4. Overall Design

4.1. Layered

TPU-MLIR treats the compilation process of the network model in two layers.

Top Dialect

Chip-independent layer, including graph optimization, quantization and inference, etc.

Tpu Dialect

Chip-related layer, including weight reordering, operator slicing, address assignment, inference, etc.

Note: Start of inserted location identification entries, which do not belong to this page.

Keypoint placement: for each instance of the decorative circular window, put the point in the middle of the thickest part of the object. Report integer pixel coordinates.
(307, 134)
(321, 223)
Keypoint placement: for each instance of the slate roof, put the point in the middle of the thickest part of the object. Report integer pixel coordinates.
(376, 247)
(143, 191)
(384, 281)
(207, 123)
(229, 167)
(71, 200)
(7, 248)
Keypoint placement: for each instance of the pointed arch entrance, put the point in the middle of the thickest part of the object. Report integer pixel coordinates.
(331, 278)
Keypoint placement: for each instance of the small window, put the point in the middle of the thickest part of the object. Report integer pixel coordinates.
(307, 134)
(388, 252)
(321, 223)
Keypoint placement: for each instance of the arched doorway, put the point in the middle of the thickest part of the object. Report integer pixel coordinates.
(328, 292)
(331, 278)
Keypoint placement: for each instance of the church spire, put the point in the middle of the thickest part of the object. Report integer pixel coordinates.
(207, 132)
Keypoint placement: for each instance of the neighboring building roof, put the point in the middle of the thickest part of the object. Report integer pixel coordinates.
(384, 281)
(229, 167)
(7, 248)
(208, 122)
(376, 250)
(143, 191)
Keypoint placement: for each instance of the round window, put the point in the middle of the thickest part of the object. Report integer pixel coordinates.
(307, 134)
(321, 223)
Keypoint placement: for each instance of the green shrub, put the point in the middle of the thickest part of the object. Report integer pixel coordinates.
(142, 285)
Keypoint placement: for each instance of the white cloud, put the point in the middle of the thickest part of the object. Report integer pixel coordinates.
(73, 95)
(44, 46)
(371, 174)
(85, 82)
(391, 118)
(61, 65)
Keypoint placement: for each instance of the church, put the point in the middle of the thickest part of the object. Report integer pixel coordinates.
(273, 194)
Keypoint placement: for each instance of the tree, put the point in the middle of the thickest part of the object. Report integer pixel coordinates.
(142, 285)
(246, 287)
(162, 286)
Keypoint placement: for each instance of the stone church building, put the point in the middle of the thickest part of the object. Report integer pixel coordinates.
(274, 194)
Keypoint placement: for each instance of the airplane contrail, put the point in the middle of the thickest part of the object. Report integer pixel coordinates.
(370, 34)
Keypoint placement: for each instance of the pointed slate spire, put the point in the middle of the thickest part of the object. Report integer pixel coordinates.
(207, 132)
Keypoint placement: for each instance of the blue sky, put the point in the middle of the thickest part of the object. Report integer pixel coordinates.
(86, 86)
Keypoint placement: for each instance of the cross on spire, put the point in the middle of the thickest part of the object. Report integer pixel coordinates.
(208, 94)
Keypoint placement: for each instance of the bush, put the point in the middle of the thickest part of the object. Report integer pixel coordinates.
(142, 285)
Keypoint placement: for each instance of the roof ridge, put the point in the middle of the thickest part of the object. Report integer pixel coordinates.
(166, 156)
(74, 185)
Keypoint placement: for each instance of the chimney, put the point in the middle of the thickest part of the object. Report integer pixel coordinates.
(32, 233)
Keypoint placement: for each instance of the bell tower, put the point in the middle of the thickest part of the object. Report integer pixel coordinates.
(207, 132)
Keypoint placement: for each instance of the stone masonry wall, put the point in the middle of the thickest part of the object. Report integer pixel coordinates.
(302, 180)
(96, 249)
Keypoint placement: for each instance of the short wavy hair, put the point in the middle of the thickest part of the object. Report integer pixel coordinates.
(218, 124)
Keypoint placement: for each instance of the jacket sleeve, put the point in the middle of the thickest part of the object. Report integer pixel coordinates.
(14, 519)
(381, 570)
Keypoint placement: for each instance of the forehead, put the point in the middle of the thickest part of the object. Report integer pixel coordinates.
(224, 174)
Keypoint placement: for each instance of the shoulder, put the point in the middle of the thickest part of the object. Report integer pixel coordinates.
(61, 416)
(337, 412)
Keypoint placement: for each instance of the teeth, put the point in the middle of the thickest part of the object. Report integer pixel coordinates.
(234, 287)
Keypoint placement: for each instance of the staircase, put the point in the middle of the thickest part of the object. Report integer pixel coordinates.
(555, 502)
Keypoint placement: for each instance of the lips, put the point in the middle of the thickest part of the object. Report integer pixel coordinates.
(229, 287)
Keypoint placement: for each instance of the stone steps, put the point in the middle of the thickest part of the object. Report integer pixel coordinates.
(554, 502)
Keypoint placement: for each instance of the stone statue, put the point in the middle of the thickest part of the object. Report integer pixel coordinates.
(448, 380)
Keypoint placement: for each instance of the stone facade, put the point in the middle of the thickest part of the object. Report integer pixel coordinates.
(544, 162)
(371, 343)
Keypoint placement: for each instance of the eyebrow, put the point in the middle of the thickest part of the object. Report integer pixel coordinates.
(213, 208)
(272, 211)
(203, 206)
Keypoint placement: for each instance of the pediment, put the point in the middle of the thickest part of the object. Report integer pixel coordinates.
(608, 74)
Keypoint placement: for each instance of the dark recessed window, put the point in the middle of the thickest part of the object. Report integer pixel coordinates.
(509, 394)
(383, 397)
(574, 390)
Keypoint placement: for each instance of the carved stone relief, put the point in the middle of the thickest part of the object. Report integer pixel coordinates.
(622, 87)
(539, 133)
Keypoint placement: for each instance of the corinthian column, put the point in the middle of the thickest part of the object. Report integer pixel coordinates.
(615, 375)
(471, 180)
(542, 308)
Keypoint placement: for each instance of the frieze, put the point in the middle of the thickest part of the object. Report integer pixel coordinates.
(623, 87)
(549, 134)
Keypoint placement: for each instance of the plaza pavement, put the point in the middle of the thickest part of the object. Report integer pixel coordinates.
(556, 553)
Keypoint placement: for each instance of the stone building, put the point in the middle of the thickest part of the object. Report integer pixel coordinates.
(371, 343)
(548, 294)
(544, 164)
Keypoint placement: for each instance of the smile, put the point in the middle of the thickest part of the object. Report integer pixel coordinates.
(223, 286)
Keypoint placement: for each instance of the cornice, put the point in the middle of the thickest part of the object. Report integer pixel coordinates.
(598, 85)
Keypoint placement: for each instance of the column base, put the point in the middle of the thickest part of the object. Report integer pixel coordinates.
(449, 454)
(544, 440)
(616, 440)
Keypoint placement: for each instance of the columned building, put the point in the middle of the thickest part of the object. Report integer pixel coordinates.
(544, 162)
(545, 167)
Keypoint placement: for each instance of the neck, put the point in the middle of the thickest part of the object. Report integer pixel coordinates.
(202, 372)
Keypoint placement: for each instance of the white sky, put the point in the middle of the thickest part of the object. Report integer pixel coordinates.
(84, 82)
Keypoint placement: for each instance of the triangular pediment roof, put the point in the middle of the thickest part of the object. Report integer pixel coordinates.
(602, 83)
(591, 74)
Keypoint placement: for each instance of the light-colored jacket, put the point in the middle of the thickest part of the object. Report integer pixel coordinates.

The overall flow is shown in the (TPU-MLIR overall process) diagram, where the model is gradually converted into final instructions by Passes. Here is a detailed description of what functions each Pass does in the Top layer and the Tpu layer. The following chapters will explain the key points of each Pass in detail.

_images/flow.png

Fig. 4.1 TPU-MLIR overall process

4.2. Top Pass

shape-infer

Do shape inference, and constant folder

canonicalize

Graph optimization related to specific OP, such as merging relu into conv, shape merge, etc.

extra-optimize

Do extra patterns, such as get FLOPs, remove unuse output, etc.

chip-assign

Assign chip, such as bm1684x, cv183x, etc; and adjust top mlir by chip, for example, make all cv18xx input types as F32.

import-calibration-table

Import calibration table, assign min and max for all ops, for quantization later.

chip-top-optimize

Do top ops optimization by chip.

convert-top-to-tpu

Lower top ops to tpu ops; if for mode F32/F16/BF16, top op normally convert to tpu op directly; if INT8, quantization is needed.

4.3. Tpu Pass

canonicalize

Graph optimization related to specific OP, such as merging of consecutive Requants, etc.

strip-io-quant

Input and output types will be quantized if true; or be F32

chip-tpu-optimize

Do tpu ops optimization by chip.

weight-reorder

Reorder the weights of individual OP based on chip characteristics, such as filter and bias for convolution.

subnet-divide

Split the network into different subnets according to TPU/CPU, if all operators are TPU, there is only one subnet.

op-reorder

Reorder op to make sure ops are close to their users.

layer-group

Slice the network so that as many OPs as possible are computed consecutively in the local mem.

address-assign

Assign addresses to the OPs that need global mem.

codegen

Use Builder module to generate the final model in flatbuffers format.

4.4. Other Passes

There are some optional passes, not in the diagram, used for special functions.

fuse-preprocess

Fuse image preprocess to model.

post-handle

Fuse postprocess to model, only support ssd and yolo.